Graphs and Graph Algorithms

The use of graphs is widespread in computing. Many everyday and practical problems can be modelled on graphs. We'll start out by looking at how to construct and draw a few kinds of graphs and then discuss some fundamental algorithms we can use with them. To actually carry out the computations, we'll be using a Python module called NetworkX.

Recall that a graph consists of a collection of nodes and a collection of edges between them. Graphs typically come in two flavors: undirected and directed, each having their own purpose. Here are a few model problems where each type of graph may occur.

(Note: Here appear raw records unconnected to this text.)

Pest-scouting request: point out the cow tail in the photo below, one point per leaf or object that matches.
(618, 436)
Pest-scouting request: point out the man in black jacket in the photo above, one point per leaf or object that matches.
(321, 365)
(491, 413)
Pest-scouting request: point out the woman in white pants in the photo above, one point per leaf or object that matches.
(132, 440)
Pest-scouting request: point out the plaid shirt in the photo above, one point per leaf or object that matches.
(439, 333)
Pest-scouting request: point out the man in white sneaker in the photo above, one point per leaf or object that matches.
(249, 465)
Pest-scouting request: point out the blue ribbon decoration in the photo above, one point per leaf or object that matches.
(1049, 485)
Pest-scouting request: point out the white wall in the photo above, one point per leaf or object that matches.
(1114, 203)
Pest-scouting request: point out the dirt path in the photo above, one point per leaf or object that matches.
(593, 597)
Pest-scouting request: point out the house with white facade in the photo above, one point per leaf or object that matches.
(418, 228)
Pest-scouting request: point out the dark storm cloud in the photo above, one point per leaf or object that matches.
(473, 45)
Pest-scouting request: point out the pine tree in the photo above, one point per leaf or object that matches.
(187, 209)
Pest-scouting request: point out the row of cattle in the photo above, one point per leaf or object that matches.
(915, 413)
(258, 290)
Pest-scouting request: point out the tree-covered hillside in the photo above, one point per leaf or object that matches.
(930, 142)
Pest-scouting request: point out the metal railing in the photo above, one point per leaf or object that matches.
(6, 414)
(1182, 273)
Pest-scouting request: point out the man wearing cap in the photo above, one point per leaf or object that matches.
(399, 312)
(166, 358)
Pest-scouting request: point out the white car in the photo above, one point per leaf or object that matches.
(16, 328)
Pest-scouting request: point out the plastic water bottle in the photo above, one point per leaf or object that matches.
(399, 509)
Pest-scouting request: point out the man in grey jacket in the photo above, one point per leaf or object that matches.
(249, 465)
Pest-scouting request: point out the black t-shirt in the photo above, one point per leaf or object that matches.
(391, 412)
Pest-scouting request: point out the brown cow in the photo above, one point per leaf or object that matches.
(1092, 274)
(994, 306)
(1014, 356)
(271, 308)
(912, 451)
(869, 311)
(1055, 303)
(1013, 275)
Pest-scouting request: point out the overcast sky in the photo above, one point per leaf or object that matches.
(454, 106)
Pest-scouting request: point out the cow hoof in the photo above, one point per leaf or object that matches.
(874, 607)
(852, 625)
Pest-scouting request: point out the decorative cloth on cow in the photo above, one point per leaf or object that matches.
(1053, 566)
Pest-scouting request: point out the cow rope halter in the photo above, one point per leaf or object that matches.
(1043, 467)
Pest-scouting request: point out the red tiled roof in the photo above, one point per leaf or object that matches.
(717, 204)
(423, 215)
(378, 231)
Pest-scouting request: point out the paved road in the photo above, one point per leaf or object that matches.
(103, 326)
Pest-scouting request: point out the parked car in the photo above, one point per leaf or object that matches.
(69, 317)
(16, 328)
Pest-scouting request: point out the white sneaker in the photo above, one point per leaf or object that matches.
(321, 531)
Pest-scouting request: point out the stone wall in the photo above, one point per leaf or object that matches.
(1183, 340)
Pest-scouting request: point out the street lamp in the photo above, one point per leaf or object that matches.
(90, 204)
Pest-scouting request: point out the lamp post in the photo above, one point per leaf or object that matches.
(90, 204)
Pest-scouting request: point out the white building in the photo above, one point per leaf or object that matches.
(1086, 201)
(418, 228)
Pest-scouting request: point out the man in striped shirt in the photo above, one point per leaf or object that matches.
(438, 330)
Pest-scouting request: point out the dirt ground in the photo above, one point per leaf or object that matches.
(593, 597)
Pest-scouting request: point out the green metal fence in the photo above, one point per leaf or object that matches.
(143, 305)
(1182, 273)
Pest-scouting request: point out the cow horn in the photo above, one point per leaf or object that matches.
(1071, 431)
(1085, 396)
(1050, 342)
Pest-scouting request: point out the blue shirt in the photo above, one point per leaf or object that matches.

Our first problem deals with an internet service provider who would like to expand its services and provide fiber optic internet to a town. Of course, they want to do this at the lowest cost.

In order to figure out the best way to do this, we'll model the locations we must connect as nodes in a graph and potential lines of cable to run as (undirected) edges. In addition, these edges are weighted by a cost due to things such as the cost of cable or the labor that goes into digging trenches for the cable. How should we solve this problem?

Of course, this is a rather simplified version of a more realistic problem, as we're focused on a narrow sense of connectivity. A more reasonable requirement would build in some redundency. For example, if a cable were damaged, the entire network wouldn't go down.

Our second problem deals with scheduling. What we've got is a bunch a tasks which must be completed; the catch is that some of the tasks can't be started until other ones are complete. For example, if you are building a house, you must excavate the ground before laying the foundation. On the other hand, determining the kind of lights or wallpaper you would like is completely independent and someone else can do this simultaneously.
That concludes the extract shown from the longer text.